That’s set for Tuesday night in Raleigh, and with Parise and Zajac looking right at home while skating alongside new linemate Brian Rolston — who subbed for the injured Jamie Langenbrunner — the Devils don’t seem to be missing a beat without their captain.

Their reconfigured No. 1 line generated two goals, including the one that was most significant.

Parise started the decisive sequence by attempting to throw the puck toward Rolston, but it clicked off Anton Babchuk’s skate and to Zajac in the slot. Ward stopped Zajac’s wrist shot with his pads, but Zajac followed by flipping it high past the Carolina goalie for his second career playoff goal.

“The puck bounced out to me and I got a couple of good whacks at it,” Zajac said.

Brian Gionta added a goal, Zajac assisted on Parise’s goal, and Martin Brodeur stopped 28 shots for the Devils. They improved to 1-5 against the Hurricanes in overtime playoff games and have yet to trail in regulation in the series.

Referring to his team taking a lead in regulation, Carolina coach Paul Maurice deadpanned: “We’d love to try that.”

Ryan Bayda and Chad LaRose scored their first career playoff goals, and Ward finished with 32 saves for Carolina.

“It’s why you play seven games,” LaRose said. “We didn’t think it was going to be easy.”

Neither team managed much of anything during a scoreless third period, but well before that, LaRose pulled the Hurricanes to 2-all after they failed to capitalize on a two-man advantage late in the second.

His goal came on a redirection one second after a power play expired, when he tipped Patrick Eaves’ shot from the left circle past Brodeur with 4:30 left — one second after the Devils killed off both a 52-second 5-on-3 situation and the 1:08 of single-man advantage that followed for Carolina.

Before that, though, New Jersey was in control throughout the second period — mainly because Gionta had given them both the lead and a significant momentum boost when he made it 2-1 in the final seconds of the first.
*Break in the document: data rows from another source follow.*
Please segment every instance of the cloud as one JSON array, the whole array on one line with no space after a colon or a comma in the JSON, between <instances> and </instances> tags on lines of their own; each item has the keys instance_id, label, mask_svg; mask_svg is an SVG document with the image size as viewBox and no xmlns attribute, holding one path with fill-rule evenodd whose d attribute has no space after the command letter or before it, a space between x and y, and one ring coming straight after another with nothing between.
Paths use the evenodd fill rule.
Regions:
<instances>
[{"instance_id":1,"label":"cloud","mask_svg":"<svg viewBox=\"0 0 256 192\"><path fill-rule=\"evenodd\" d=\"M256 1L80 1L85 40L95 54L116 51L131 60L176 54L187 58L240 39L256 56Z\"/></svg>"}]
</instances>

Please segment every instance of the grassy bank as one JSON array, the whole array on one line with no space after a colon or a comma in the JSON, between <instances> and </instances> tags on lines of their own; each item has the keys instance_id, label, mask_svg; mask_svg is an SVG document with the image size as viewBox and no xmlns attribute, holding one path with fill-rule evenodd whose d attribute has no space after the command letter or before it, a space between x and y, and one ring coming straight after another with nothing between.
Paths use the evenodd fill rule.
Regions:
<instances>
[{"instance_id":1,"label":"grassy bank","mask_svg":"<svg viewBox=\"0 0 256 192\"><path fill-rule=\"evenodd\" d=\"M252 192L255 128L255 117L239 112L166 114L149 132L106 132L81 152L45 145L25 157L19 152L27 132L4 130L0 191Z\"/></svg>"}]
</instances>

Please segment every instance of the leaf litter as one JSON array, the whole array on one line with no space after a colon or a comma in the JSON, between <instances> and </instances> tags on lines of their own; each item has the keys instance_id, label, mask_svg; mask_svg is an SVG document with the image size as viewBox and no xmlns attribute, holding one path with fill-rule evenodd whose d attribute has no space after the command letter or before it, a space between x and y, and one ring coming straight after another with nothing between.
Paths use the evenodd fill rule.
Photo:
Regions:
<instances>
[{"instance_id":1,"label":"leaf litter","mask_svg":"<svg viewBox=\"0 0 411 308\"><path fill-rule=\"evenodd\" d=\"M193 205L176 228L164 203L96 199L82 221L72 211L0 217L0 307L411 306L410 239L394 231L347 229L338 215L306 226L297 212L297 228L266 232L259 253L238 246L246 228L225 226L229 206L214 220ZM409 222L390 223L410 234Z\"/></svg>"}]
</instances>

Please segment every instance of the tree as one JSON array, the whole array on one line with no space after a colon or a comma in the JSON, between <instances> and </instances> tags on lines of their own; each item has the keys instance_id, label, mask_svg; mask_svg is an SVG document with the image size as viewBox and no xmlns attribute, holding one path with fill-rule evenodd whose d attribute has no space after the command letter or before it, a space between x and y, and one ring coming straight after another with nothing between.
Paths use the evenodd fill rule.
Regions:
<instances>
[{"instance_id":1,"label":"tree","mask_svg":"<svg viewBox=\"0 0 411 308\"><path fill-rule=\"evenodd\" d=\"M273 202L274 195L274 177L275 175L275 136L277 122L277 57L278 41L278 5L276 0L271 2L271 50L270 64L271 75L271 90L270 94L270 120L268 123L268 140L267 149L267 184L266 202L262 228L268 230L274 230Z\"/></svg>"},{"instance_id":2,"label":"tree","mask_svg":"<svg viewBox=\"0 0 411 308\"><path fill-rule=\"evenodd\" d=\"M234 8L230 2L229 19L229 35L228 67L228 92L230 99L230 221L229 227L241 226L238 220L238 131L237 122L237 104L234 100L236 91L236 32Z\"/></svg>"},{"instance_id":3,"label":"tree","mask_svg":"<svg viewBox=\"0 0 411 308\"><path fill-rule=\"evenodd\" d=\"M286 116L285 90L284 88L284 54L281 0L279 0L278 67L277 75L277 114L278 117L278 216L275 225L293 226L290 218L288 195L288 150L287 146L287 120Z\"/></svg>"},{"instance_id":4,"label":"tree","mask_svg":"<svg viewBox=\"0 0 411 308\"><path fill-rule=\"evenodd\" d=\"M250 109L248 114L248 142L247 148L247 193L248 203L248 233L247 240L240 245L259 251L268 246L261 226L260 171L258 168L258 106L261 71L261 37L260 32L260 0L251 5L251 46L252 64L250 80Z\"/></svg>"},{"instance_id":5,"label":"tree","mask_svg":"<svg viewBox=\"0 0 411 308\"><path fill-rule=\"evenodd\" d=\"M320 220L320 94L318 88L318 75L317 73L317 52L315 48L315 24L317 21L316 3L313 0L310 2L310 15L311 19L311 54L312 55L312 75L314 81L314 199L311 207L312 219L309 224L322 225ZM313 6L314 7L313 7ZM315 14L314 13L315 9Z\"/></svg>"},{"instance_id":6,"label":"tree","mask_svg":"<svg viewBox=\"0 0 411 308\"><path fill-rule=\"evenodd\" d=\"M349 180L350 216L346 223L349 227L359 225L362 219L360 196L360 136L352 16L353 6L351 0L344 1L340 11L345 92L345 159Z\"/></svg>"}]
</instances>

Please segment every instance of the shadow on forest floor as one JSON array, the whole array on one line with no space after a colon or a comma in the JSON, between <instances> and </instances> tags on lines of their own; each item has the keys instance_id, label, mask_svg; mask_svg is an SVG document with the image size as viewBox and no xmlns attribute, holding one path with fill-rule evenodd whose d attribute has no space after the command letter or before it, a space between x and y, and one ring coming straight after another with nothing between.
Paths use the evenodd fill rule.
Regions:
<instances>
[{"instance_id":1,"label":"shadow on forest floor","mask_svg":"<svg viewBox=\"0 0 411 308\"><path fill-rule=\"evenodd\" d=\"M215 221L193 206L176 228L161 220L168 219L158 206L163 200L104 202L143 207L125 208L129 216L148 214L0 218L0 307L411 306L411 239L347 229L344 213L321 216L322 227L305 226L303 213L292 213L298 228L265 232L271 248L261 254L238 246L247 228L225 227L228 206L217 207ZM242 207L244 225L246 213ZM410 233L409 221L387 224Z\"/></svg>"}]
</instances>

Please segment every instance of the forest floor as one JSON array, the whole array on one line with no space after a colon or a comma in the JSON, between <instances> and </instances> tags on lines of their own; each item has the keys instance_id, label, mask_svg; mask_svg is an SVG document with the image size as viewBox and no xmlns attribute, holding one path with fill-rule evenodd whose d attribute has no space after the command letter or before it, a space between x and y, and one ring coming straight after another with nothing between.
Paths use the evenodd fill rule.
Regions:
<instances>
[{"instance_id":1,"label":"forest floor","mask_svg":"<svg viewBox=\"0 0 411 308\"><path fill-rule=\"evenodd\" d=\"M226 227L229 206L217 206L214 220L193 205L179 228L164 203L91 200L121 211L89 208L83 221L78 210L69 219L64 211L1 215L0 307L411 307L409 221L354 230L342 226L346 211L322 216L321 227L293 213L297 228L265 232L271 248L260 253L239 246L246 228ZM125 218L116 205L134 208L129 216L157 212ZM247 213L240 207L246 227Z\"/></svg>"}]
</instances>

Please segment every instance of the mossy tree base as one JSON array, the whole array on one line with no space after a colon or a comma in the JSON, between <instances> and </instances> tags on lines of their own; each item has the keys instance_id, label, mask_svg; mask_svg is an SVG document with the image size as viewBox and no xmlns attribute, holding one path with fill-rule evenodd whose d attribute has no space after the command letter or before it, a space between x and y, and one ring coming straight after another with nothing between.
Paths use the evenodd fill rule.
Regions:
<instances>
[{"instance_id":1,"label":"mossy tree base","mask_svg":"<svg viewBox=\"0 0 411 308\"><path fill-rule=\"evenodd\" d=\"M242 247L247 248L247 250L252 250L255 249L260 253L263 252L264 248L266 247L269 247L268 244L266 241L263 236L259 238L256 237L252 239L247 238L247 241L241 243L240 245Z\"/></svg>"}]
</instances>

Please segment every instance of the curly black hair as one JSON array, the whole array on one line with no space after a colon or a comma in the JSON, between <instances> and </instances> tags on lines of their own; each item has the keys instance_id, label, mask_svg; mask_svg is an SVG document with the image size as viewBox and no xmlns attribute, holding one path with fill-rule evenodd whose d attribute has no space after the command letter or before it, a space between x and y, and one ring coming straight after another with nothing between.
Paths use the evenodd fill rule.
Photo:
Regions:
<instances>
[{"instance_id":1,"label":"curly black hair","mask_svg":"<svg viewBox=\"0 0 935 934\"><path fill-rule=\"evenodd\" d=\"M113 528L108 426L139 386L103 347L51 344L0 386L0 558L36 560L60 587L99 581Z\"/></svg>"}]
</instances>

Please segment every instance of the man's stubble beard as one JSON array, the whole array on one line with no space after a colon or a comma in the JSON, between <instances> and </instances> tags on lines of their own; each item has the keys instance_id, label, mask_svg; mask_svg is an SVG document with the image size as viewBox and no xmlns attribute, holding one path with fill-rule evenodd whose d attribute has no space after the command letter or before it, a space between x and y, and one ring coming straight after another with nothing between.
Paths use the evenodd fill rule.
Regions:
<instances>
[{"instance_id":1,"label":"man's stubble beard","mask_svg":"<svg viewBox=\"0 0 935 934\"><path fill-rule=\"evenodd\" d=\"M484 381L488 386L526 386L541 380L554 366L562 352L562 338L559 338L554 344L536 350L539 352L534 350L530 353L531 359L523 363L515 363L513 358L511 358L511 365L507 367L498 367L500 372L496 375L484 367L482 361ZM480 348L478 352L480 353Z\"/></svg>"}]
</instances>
He intercepted Joe Corvo’s clearing pass to Ward’s right, watched as Ray Whitney skated past and snapped the puck past the Carolina goalie with 8.6 seconds left.

That score capped an opening 20 minutes in which New Jersey seemed to adjust quite nicely to life without Langenbrunner. Sutter was forced to juggle his lines after the captain left midway through Game 2 with a lower-body injury that will keep him out for at least one more game.

The coach played it coy with reporters after the morning skate, but wound up moving Rolston into the open spot at right wing on the Devils’ No. 1 line while sliding Bobby Holik — a 16-season veteran who wasn’t terribly happy about being a healthy scratch for Games 1 and 2 — back into the lineup and into the spot vacated by Rolston.

Early on — and in a bit of foreshadowing — those three top linemates looked plenty comfortable together.